Discussion in 'App Marketing & Promotion' started by chris chan, May 26, 2017.

  1. chris chan

    chris chan Level 1 Regular Member

    A survey made by Statista reveals that, in March 2014, 48% of app users in the United States had stopped using an app due to insufficient localization. So after developing a mobile app, one of the most important thing is to localize it to increase its audience and reach more potential users.

    When you localize your app, what you should remember is that app localization is not a translation of an app, translation being a small part of the entire process. It’s about language, culture and other geographic references. There are many aspects that need to be considered like: legal requirements, currency, numeric, date and time formats, icons, symbols, colors, graphics or ideas that in a culture can be misinterpreted.

    Tips on app localization

    Decide which countries need more attention
    Choose the target countries, after making this decision find out what are your target languages.

    Internationalize the app
    Modify the layouts and create special resource folders. If the language you choose needs right-to-left support take that into consideration.

    Here’s the general workflow of internationalization:
    • First, extract UI strings from your app code. Separate the textual content into an external file. This will allow you to adjust the content without changing any of the code itself. This specific type of external file is known as a “resource file.”
    • Make multiple resource files, and translate the text in each file. You will have one resource file for each language.
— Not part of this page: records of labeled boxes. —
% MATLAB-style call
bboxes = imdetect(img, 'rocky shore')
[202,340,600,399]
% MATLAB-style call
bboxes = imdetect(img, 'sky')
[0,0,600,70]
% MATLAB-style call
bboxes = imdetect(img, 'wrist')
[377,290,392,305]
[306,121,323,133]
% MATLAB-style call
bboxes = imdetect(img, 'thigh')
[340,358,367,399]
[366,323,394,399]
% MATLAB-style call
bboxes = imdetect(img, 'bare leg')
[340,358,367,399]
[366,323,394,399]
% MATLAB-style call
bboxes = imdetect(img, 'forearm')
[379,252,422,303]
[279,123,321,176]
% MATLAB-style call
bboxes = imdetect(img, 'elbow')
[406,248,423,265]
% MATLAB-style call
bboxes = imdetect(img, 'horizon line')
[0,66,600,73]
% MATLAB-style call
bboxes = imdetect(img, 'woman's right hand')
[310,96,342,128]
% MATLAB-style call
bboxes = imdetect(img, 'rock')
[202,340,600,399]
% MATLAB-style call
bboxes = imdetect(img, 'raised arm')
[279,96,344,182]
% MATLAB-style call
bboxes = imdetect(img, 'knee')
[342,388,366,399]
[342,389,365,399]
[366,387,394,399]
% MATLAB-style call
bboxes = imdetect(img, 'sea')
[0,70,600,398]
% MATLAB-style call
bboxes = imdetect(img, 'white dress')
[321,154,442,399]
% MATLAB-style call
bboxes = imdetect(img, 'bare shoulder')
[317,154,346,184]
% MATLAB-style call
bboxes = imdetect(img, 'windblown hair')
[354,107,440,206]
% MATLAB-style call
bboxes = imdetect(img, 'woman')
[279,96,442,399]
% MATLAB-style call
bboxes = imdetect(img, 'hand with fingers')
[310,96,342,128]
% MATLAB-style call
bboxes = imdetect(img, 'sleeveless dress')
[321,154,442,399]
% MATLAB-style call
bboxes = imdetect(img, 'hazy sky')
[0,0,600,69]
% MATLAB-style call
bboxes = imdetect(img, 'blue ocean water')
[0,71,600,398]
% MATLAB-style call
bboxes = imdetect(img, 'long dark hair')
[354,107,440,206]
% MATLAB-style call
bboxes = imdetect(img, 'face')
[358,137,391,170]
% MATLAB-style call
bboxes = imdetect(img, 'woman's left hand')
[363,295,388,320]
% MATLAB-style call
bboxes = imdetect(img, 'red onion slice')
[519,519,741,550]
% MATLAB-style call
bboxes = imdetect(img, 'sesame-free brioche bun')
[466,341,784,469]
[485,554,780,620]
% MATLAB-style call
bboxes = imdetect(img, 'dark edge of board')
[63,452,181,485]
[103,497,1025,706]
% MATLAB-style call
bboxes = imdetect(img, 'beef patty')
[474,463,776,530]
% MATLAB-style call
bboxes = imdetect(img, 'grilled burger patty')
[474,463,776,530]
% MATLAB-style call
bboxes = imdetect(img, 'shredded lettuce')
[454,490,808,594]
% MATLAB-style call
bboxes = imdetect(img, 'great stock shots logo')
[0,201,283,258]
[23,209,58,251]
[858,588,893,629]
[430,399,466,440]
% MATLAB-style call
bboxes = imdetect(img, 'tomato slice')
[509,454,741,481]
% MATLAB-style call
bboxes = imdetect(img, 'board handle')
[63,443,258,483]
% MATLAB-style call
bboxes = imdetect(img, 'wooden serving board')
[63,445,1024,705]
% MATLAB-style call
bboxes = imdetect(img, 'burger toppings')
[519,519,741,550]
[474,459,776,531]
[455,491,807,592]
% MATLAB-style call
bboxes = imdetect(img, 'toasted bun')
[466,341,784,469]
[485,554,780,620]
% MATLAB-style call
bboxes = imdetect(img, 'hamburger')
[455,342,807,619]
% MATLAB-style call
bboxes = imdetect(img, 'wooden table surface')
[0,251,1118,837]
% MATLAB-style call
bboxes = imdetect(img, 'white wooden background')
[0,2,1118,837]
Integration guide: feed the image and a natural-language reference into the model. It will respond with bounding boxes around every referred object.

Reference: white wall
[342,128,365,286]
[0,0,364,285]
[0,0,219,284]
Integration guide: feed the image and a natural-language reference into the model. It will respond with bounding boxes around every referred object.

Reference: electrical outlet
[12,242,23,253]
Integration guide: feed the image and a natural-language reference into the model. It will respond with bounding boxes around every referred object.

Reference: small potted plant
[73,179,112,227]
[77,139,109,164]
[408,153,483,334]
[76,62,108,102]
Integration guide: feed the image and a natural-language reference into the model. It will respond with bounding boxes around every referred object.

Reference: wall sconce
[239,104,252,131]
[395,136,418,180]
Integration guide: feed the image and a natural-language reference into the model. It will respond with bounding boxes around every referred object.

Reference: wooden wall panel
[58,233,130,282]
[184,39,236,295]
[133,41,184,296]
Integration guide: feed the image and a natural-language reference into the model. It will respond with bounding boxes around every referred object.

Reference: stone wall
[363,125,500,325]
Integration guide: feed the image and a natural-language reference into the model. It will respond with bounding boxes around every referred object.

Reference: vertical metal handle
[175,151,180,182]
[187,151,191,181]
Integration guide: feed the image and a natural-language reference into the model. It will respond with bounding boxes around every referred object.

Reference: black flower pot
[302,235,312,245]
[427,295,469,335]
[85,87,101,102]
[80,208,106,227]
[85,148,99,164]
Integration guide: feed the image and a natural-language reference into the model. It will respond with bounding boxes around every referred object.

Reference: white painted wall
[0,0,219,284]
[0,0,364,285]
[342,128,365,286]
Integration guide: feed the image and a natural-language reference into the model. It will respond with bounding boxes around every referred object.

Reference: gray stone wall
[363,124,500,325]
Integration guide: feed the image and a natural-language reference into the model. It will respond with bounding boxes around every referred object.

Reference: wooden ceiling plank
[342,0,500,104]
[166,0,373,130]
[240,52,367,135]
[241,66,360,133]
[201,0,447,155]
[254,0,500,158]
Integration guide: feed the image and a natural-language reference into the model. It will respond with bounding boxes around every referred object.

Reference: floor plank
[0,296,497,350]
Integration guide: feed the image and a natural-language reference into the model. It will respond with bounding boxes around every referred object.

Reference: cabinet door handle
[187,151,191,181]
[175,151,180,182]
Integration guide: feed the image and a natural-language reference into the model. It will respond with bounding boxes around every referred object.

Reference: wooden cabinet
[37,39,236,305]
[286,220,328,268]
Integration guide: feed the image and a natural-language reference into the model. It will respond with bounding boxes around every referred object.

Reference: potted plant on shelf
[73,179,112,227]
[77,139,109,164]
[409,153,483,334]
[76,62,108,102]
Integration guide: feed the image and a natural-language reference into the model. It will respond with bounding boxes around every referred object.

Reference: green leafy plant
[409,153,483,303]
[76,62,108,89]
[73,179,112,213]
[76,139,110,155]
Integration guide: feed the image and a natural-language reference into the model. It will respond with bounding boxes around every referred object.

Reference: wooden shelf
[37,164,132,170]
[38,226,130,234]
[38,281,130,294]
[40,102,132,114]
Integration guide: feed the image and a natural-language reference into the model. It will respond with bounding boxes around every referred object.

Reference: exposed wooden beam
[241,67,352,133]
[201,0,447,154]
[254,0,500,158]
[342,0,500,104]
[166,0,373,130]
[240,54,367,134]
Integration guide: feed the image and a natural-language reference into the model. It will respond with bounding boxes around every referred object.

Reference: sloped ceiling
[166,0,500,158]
Name and store each file appropriately, so that the system can understand which language each external file refers to.

    Use locales
    In order to have success with all the variables you need to use system-provided formats for currencies, numbers and dates.

    What’s more, to make sure your translations are working, we recommend on-device localization testing—basically, having someone test-drive your app. The localization tester should obviously be fluent in the new language and familiar with the app.
     
  2. 1. When a user running Android in a different language runs your app, Android will check these directories to see if you have a localization ready. If so, your translated texts will appear. If not, Android will use the default texts in the /res/values/strings.xml file.